Note
Access to this page requires authorization. You can try signing in or changing directories.
Access to this page requires authorization. You can try changing directories.
APPLIES TO:
Azure Database for PostgreSQL - Flexible Server
Sharding is a technique used in database systems and distributed computing to horizontally partition data across multiple servers or nodes. It involves breaking up a large database or dataset into smaller, more manageable parts called Shards.

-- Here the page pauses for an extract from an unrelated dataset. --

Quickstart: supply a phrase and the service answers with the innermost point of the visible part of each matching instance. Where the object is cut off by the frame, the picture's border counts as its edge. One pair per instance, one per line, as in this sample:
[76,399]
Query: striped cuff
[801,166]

A shard contains a subset of the data, and together, shards form the complete dataset.
Elastic clusters on Azure Database for PostgreSQL Flexible Server offer two types of data sharding: row-based and schema-based. Each option comes with its own tradeoffs, allowing you to choose the approach that best aligns with your application's requirements.
Row-based sharding
Shards tables in the single database shared schema model, also known as row-based sharding, tenants coexist as rows within the same table. The tenant is determined by defining a distribution column, which allows splitting up a table horizontally.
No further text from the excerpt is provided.